MED 2.0 e o elo com a segurança corporativa: por que o golpe no Pix começa onde começa o ataque cibernético
28 milhões de vítimas lá fora — quantas trabalham na sua empresa?. Por Rodrigo Rocha

No dia 2 de fevereiro entrou em vigor o MED 2.0, a versão atualizada do Mecanismo Especial de Devolução do Pix. A principal novidade é o rastreamento em cadeia: quando o dinheiro é transferido rapidamente para contas intermediárias, o sistema agora consegue seguir o caminho completo e bloquear valores mesmo após várias transferências. A expectativa do Banco Central é reduzir em até 40% as fraudes bem-sucedidas. Mas, para quem trabalha com cibersegurança corporativa, a notícia carrega uma pergunta mais ampla: por que tantas pessoas continuam caindo em golpes que dependem, antes de qualquer coisa, de engenharia social? E, mais importante, o que isso tem a ver com a postura de segurança da sua empresa?

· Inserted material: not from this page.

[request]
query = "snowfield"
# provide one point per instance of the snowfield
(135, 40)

A resposta está nos comportamentos. Em 2025, segundo a ADDP, aproximadamente 28 milhões de brasileiros foram vítimas de golpes envolvendo Pix. Os métodos mais frequentes seguem um padrão previsível: falsa central de atendimento, QR Codes adulterados, clonagem de WhatsApp, falsas vagas de emprego e lojas inexistentes com ofertas tentadoras. Em todos esses cenários, o ponto de entrada não é uma falha de sistema, e sim uma decisão humana tomada sob pressão, urgência ou excesso de confiança. A pessoa clica no link, acredita na história, fornece o código, faz a transferência. O atacante não invade: é convidado a entrar.
Esses mesmos comportamentos aparecem no ambiente corporativo com outra roupagem, mas com a mesma dinâmica. O colaborador que cai no golpe da falsa central de atendimento em casa é o mesmo que pode clicar em um e-mail de phishing no escritório. Quem aceita uma oferta boa demais sem verificar a origem é o mesmo que abre anexos de remetentes desconhecidos porque o assunto parecia urgente. A confiança excessiva em mensagens com tom institucional, a dificuldade de validar solicitações fora do canal esperado e a reação impulsiva diante de narrativas de urgência são padrões que não mudam quando a pessoa troca o celular pessoal pelo notebook da empresa.
Para os atacantes, essa continuidade comportamental é um trunfo. As táticas de engenharia social que funcionam no golpe do Pix servem de laboratório para campanhas maiores. A ESET alertou recentemente que, em 2026, os golpes não começam mais com erro de português; começam com o nome da vítima, sua cidade e uma história que faz sentido para ela. A inteligência artificial potencializa a engenharia social, tornando o convencimento mais rápido e preciso. Deepfakes de autoridades públicas já circulam para dar credibilidade a cobranças falsas. Se esse nível de sofisticação atinge a pessoa física, é ingênuo imaginar que a pessoa jurídica está imune. O mesmo colaborador que recebe um vídeo falso em casa pode receber um áudio clonado do suposto CFO pedindo liberação de pagamento.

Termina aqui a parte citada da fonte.